As I am now joining the ranks of fearless, death-defying bloggers (see blogging without a net for the terrifying details) I’m dealing with the pressure of coming up with a new post by… mucking about with my blog’s graphics and such. As you do. So I apologize, in advance, for the mayhem as I try things out.
I’m also trying to figure out my upcoming drama schedule. Which is causing some existential drama-watching mayhem as I over-think my options.
I’m one (one!) episode away from finishing The Return of Iljimae and I’m totally delaying watching because I don’t want to say goodbye. Also, the penultimate episode is a doozy all on its own — tears! tears dripping down my face! — so there’s a bit of recuperation going on. (Though, Soo-ryun’s epic race across the border was… pretty damn epic.)
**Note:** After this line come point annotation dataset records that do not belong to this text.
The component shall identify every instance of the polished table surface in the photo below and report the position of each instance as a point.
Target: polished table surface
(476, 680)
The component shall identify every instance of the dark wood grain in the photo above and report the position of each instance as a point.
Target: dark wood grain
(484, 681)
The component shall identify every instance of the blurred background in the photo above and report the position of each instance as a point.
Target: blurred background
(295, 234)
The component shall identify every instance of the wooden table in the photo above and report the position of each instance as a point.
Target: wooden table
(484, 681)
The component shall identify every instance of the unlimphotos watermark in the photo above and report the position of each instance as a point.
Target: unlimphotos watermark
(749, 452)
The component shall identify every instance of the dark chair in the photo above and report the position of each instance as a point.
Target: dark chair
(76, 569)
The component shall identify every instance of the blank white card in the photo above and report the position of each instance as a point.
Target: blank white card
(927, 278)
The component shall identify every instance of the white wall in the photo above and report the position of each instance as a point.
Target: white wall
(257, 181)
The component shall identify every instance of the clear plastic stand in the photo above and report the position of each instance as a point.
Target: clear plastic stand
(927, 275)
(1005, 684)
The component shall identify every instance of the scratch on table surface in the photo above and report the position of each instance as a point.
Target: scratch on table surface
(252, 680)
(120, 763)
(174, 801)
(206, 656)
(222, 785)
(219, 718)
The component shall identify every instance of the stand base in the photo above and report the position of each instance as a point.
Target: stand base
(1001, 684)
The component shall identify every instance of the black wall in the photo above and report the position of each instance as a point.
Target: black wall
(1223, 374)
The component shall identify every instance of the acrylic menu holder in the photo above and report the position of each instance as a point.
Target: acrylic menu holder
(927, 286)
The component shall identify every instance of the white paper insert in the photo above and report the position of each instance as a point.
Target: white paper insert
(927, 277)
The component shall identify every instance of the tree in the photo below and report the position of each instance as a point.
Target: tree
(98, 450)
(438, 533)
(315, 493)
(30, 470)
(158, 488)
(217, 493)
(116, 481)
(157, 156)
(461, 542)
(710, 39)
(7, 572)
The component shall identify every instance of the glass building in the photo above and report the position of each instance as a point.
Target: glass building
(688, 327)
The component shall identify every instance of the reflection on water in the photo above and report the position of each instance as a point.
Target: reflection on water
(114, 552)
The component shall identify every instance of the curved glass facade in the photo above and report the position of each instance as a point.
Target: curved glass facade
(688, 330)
Which means… Nine… maybe? I’m hesitant, not because I’m afraid it won’t be good (I’ve heard enough good buzz to have me excited to watch), but… It’s been a while since I’ve had an good old fashioned, edge of the seat, sleep is for the weak, drama-marathon. And Nine could be a good one to save for that pleasure.
But! Dramafever is in the process of getting Story of a Man uploaded (they’re up to ep. 9) and I’ve been dying to see that drama forever. It’s got amazing buzz, with the added drive of being completely unfindable. Until now. So there is a good marathon in my future. Am I being greedy by waiting for Nine?
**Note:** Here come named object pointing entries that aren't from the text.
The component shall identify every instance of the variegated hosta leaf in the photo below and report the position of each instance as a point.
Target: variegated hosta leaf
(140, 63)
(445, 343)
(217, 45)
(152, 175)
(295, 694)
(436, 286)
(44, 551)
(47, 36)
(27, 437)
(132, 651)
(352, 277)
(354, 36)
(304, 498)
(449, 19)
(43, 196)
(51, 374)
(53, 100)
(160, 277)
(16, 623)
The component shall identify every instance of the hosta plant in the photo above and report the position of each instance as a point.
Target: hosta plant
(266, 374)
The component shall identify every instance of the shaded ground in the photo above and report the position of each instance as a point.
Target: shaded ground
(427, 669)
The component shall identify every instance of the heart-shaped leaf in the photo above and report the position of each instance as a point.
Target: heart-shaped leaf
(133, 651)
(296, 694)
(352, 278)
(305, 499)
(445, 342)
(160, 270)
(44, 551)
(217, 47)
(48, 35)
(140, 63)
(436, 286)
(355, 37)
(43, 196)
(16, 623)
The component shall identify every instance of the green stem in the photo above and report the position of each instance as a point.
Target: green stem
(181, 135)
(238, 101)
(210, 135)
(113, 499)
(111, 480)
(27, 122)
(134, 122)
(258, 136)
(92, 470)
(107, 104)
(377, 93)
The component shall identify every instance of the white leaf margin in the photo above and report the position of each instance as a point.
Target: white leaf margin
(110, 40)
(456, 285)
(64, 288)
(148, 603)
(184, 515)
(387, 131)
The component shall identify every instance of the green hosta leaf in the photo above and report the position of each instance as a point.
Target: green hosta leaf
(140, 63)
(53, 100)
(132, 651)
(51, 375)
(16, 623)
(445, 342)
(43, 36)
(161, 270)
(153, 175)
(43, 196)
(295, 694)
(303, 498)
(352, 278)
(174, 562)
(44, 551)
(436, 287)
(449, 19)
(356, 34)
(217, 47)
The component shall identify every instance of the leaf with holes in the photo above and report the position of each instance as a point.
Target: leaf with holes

And then there’s That Winter the Winds Blows which is putting me through an emotional wringer. I’ve massively enjoyed it up until the very last scene when squirmy doubt got added to the many, many feelings I’ve felt. I’m sure as hell not stopping (waaay too invested to turn back now). But it makes me wonder: I’m already on an emotional roller coaster ride; do I really need to climb onboard another?
I suspect I’ll figure it out the usual way: dip my toe in with a “trying out the first episode” watch and get pulled away by the strength of the awesome-drama riptide.